Bernard Xibaut, chancelier de l’archevêché de Strasbourg, est en première ligne sur le sujet. Au début de la polémique, il avait affirmé qu’il n’était pas question de modifier la sonnerie "effectivement bruyante", avant finalement, de se montrer conciliant en acceptant de réduire sa durée dominicale. Pas de quoi calmer André Kornmann qui se montrerait particulièrement "virulent" à l’encontre du diocèse. Dans une lettre adressée le 11 mars à Luc Ravel, archevêque de Strasbourg, l’avocat n’y va effectivement pas de main morte.
« Faut-il vous sonner les cloches pour que votre bon sens raisonne ? Et que vos diaboliques cloches cessent de nuire en résonnant ? ... Même votre livre de conneries – la bible – dit que Dieu se reposera le 7e jour. »
André Kornmann, avocat
Une missive de surcroît adressée au "citoyen Ravel, payé par la République, chef de la secte catholique en Alsace". Contacté sur ces propos, André Kornmann assume. « L’athée que je suis considère toute religion comme une secte. Je ne suis pas une grenouille de bénitier. J’ai appris qu’avec ces gens-là, plus on est gentil, plus on se fait cracher dessus. » Une rancœur et des griefs à peine voilés à l’encontre de l’Eglise à qui il conseille « le silence des carmélites ou des trappistes plutôt que les volées de cloches... Qu'elle se la joue discret vu ce qui se passe en ce moment en son sein. »
Selon Bernard Xibaut, l’avocat ne se serait pas limité aux invectives version papier. "Il a également téléphoné au secrétariat à plusieurs reprises en se montrant injurieux. C’est notre secrétaire qui était au bout du fil, et ce n’était pas agréable pour elle d’entendre de tels propos."
Ces accusations-là, l’intéressé les réfutent: "qu’on m’apporte la preuve de ces injures." "Tout ce que je constate c’est que l’archevêché qui avait promis d’agir concrètement, en orientant notamment les abat-sons de la collégiale vers le haut, ce qui permettrait de réduire l’impact sonore des 9 cloches, mais rien n’a été fait. Leur parole n’a visiblement qu’une valeur très limitée." Et de rajouter "Pourtant en Alsace-Moselle, ces gens-là sont payés avec l’argent de nos impôts. Ils doivent être exemplaires, plus qu’ailleurs, et être davantage respectueux."
Combat coup pour coup entre l’homme de droit et l’homme de foi. Ce dernier, avoue perdre exceptionnellement l’amour de son prochain face à cette histoire. « Maître Kornmann a voulu se faire de la publicité en créant cette polémique qui n’existe pas. On a essayé de prouver notre bonne foi, on était d’accord pour étudier sérieusement le dossier, mais on a très vite compris que ce monsieur voulait simplement faire parler de lui. » Pour lui c’est clair, il n’y a pas de plaignants, pas d’affaire, point final.

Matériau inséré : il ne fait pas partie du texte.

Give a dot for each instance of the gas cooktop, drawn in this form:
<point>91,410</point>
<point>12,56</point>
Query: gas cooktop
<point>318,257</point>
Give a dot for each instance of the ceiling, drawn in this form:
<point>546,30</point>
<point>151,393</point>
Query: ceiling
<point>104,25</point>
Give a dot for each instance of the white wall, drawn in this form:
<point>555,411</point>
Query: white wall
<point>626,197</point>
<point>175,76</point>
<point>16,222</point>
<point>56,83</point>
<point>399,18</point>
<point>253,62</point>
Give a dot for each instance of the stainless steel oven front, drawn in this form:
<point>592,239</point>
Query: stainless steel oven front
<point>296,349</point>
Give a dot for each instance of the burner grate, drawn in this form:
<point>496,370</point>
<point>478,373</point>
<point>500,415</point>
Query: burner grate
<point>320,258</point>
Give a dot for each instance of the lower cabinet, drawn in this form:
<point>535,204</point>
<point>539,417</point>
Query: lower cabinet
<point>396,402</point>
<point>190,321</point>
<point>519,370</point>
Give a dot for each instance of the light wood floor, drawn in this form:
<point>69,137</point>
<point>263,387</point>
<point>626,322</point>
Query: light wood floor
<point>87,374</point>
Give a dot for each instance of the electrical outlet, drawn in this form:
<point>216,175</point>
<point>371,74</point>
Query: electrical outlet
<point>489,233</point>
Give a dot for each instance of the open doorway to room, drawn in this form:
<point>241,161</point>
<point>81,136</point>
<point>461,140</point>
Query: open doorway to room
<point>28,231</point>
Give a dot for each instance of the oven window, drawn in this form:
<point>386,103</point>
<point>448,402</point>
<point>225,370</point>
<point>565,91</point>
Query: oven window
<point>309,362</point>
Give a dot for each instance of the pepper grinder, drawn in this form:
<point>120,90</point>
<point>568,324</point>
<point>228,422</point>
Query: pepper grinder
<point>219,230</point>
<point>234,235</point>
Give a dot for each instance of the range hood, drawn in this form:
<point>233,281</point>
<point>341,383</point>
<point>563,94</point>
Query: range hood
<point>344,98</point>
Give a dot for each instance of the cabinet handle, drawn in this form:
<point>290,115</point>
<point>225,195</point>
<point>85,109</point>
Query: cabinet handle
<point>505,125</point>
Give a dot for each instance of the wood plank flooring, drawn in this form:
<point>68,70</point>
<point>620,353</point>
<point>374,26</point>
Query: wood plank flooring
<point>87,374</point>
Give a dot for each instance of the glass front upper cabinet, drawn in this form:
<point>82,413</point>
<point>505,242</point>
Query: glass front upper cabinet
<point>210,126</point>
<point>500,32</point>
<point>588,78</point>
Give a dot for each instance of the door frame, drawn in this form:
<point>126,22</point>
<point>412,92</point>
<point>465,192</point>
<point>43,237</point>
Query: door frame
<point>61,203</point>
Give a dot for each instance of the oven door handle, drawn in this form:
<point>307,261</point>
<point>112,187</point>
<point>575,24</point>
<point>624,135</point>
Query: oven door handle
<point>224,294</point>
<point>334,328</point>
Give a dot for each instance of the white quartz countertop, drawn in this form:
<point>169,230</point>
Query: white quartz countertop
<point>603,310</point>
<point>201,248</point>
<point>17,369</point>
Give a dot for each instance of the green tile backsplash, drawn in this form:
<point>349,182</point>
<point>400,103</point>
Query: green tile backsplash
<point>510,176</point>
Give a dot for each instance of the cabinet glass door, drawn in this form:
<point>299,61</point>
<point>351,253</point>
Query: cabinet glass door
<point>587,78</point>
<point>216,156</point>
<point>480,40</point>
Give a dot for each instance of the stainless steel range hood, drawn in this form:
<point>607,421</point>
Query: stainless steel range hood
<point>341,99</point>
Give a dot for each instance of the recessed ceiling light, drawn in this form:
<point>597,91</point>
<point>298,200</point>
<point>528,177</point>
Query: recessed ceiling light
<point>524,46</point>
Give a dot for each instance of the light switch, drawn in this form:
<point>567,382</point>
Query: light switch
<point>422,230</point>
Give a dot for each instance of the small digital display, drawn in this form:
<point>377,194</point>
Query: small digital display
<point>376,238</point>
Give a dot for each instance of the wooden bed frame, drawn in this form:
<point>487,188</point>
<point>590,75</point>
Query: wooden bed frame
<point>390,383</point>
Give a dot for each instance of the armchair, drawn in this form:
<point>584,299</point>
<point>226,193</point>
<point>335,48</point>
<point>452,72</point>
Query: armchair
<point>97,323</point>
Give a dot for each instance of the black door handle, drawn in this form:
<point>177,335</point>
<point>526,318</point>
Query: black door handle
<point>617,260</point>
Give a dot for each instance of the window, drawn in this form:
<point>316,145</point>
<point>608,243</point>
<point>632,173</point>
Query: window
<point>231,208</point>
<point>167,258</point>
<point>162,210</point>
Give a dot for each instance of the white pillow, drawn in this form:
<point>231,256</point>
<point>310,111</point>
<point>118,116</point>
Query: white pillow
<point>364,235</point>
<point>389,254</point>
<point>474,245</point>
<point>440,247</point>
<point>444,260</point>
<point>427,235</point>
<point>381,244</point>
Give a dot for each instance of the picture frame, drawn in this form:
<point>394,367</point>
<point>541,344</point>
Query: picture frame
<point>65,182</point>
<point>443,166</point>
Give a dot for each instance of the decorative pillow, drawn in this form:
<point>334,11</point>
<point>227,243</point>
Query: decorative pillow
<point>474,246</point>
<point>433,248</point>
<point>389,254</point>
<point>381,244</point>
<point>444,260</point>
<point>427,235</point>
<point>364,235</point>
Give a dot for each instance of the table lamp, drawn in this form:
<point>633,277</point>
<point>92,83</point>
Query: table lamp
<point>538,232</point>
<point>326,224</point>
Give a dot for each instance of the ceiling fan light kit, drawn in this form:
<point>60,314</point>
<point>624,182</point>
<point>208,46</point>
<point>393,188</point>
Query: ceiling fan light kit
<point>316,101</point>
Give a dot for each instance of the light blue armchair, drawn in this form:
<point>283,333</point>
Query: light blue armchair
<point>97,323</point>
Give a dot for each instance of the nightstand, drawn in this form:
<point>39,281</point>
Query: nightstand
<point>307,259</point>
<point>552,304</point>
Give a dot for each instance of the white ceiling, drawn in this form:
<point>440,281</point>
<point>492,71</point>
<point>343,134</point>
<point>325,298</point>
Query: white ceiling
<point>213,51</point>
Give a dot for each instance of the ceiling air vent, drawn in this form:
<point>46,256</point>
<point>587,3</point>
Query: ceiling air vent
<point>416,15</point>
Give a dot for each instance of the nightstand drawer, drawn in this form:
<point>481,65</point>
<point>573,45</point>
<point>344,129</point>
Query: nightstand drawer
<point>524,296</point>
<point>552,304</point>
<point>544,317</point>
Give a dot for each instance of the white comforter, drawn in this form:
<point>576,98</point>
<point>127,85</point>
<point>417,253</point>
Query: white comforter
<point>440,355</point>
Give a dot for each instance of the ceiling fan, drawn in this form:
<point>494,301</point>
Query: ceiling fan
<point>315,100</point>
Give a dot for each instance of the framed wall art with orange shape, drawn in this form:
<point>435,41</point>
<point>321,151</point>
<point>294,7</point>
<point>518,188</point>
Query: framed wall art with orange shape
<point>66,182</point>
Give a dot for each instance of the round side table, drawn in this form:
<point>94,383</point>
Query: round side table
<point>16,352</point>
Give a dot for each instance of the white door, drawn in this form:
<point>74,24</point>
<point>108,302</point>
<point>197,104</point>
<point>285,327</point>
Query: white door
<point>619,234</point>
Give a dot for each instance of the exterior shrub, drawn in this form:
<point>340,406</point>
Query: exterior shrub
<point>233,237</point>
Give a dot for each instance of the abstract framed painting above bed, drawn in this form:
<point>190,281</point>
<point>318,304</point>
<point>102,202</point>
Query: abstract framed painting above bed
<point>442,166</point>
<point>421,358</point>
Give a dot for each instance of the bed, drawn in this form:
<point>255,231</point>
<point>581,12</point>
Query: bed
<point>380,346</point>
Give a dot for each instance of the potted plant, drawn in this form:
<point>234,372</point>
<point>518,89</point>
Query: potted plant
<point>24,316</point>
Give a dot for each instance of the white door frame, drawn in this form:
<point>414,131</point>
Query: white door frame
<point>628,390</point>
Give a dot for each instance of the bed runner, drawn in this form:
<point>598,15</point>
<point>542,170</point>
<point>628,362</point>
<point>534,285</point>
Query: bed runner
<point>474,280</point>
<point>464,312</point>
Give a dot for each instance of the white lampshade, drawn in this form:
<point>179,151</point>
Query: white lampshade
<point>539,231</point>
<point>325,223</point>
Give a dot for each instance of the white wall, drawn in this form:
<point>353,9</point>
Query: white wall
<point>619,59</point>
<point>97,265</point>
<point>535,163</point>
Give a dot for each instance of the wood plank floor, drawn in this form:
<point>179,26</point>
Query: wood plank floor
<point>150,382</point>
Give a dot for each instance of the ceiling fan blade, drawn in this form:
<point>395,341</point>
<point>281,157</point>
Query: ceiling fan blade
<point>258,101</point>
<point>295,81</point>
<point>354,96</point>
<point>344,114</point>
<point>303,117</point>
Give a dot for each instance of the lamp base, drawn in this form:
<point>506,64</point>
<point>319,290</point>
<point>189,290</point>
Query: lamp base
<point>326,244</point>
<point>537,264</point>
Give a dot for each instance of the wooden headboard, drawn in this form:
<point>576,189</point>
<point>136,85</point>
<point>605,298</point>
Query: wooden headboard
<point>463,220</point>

Même son de cloche du côté du député haut-rhinois Eric Straumann. Lui parle de l’avocat comme d’un "agitateur" habitué à provoquer :
« À Colmar, on a l’habitude de le voir faire des tours de la cathédrale en décapotable avec la musique de Mission Impossible à fond la caisse. C’est dire le personnage ! »
Eric Straumann, député LR de la première circonscription du Haut-Rhin
Concernant l’affaire de la collégiale Saint-Martin, le politique assène: « André Kornmann s’invente un film pour que la presse en parle. Il est heureux de faire parler de lui, qu’on lui donne une certaine crédibilité, et pourtant il n’a rien. Il se cache derrière le droit mais il n’a pas un plaignant, j’en suis persuadé. La seule chose intéressante dans cette histoire c’est comment un homme seul arrive à créer le buzz. »
Des plaignants invisibles Quid des clients donc. Aux allégations de mensonges et de mandants fantômes, le conseil rétorque en se retranchant derrière le principe de discrétion. "Mes clients ont peur des représailles. L’un d’eux, une dame de 73 ans, s’est déjà fait molestée par ses voisins suite à l’affaire. Je ne veux pas que ça se termine en bagarre." A notre demande, il a accepté de nous mettre en relation avec le fils de cette dame "choquée"… sans toutefois revenir vers nous.
Aucun média d'ailleurs, n'a pu parler à un seul plaignant, ni en démontrer l'existence. André Kornmann affirme qu'avant lui, deux autres avocats colmariens auraient été approchés pour prendre en charge le dossier. Mais là encore, impossible de vérifier ses dires, le conseil refuse d'en communiquer l'identité.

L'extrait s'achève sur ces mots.